よもや、個人的には田口VS田中より興味深い試合が組まれました。
ワタナベジムは本日、WBAチャンピオンの田口良一とIBF王者のミラン・メリンドとの統一戦を発表しました。大田区総合体育館で日本の大晦日の格闘技ナイトで開催されます。
以前はジムメイトで長期王者であった内山高志のアンダーカードを勤めていた田口ですが、内山の引退を受けてメインイベントに抜擢されたのは当然の成り行きでした。
当初は日本の井上尚弥が大晦日を締めくくる大トリを演じるとおもわれたが、昨日発表されたあまりに貧弱な相手は田口の統一戦に匹敵するものではありませんでした。田口は2014年にタイトルを獲得してから人気、実力とも少しづつ上昇しています。
ミラン・メリンドにとっては、日本の3階級王者八重樫東を衝撃の初回KOで下し、元王者、ヒッキー・ブトラー相手に薄氷の防衛をしてこの日を迎えることとなり、目まぐるしく飛躍した1年の締めくくりとなります。
メリンドの静かなる台頭は、テレンス・クロフォードに敗れるまで、彗星のごとく現れ、あっという間に2冠を統一したジュリアス・インドンゴと被るものがあります。最速で2冠王者になる可能性を秘めています。
両者ともにこの試合で得るものも、失うものも多いですが、ヨーロッパ側からすれば、早起きしてこの極東で行われる試合をオンラインで楽しむことは、ボクシングが沸いた今年の締めくくりとしていい選択かもしれません。

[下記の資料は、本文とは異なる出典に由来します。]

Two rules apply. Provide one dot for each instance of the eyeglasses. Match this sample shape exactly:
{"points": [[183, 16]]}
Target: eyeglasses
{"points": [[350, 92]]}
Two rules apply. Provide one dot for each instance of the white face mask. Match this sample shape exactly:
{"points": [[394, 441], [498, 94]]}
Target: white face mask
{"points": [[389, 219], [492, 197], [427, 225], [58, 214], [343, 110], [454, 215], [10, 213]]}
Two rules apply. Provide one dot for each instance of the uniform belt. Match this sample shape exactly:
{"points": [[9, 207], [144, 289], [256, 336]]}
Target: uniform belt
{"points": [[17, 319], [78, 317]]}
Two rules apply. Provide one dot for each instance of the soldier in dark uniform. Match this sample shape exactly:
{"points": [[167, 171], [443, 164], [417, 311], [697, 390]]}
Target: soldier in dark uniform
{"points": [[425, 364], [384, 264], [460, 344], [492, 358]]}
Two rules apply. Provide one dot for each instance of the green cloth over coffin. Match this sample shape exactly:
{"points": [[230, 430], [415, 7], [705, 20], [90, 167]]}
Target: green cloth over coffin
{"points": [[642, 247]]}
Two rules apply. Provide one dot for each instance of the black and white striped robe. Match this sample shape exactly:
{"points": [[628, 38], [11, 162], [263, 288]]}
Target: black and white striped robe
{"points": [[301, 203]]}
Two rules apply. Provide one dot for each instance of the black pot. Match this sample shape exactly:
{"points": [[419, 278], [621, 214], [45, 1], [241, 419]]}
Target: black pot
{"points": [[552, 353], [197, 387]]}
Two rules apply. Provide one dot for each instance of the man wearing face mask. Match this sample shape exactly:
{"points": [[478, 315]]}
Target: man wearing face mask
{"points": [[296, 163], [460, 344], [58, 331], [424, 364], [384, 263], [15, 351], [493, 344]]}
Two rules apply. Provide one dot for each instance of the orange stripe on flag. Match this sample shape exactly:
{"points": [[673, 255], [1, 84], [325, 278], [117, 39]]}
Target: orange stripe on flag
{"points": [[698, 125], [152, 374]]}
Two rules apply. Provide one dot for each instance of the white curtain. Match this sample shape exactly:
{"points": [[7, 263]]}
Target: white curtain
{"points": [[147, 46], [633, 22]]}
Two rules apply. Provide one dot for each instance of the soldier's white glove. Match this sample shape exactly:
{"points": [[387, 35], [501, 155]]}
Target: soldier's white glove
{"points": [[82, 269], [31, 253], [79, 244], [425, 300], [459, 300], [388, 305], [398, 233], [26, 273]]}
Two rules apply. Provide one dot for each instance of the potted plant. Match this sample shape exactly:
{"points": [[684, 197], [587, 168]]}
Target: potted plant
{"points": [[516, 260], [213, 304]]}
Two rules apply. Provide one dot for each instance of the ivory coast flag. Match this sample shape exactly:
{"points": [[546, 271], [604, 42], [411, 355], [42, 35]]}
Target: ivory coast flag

目玉がなかった日本の大晦日を締めくくる試合としては大変意義のあるものだとおもいます。京口も初防衛戦で指名挑戦者なのでワタナベジムらしくないです。
テレビ東京からTBSに変わったようですが、内山や大阪のプリンスほどには単体で弱く、過保護する必要のないボクサーであれば厳しめのマッチメイク、軽量級王者が多すぎて名前も覚えきれない状況では、常勝で飾るより、ガチの厳しさを見せつけた方が効果的と方針を改めた結果でしょうか?選手には強敵を避けるチキンハートなどないのだ。
田口は最上位ランカーのカニサレス、バレラを退けた事で自信と信頼を得ました。結構いけるぞと。今時エリートアマではない叩き上げで、技術的には心もとないところもあるけれど、長身細身で優しそうな風貌と違って、彼はスタミナと根性の接近戦のボディファイターであると今では認識しています。スパーで敵わない井上と試合に臨んだ勇気が実を結んで今に至ります。
日本に世界に通じる芸術的なアウトボクサーはあまりいず、というか向かず、見た目に反して接近戦、スタミナ、根性、ボディやショートが活路の名選手は実は多い気がします。
レパード玉熊
鬼塚勝也
畑山隆則
そして、彼ら以上に本格的な相手を選ぶほどに田口はたくましく成長してきたのだな。小柄なメリンドは接近戦も巧みで日本人に打てないアッパーなども多彩です。やはり総合力ではメリンドが有利ではないかなとおもいますが、エンドレスに前進してボディを叩き、ガードも堅実な田口はかなり期待できそうです。
仮にここで負けるとしても、実績と勇敢さでは3人いるLフライ級日本人世界王者の中で田口の存在価値は輝きを失わないだろう。
ここを制して次に向かうのはどちらか?
田口VS田中
メリンドVS田中
フライも独占している日本勢としては(一個空いたか)こういう戦いが必要です。奇しくも長谷川や内山の引退や、三浦や亀海や井上の海外の姿を目のあたりにし、やっと本物と相まみえねばという覚悟が備わってきたと感じる昨今です。
現時点での予想はメリンドですが、ブトラーにも大苦戦で結構満身創痍な状態です。カットも多い。田口は通用する、打ち破れるとすらおもっていますよ・・・
WBOは田中の怪我を受けて、アコスタが暫定王座戦に出るそうですが、WBO本部プエルトリコとしてはアコスタは何が何でも冠を持たせたい贔屓選手なのでしょう。WBCのネリ同様。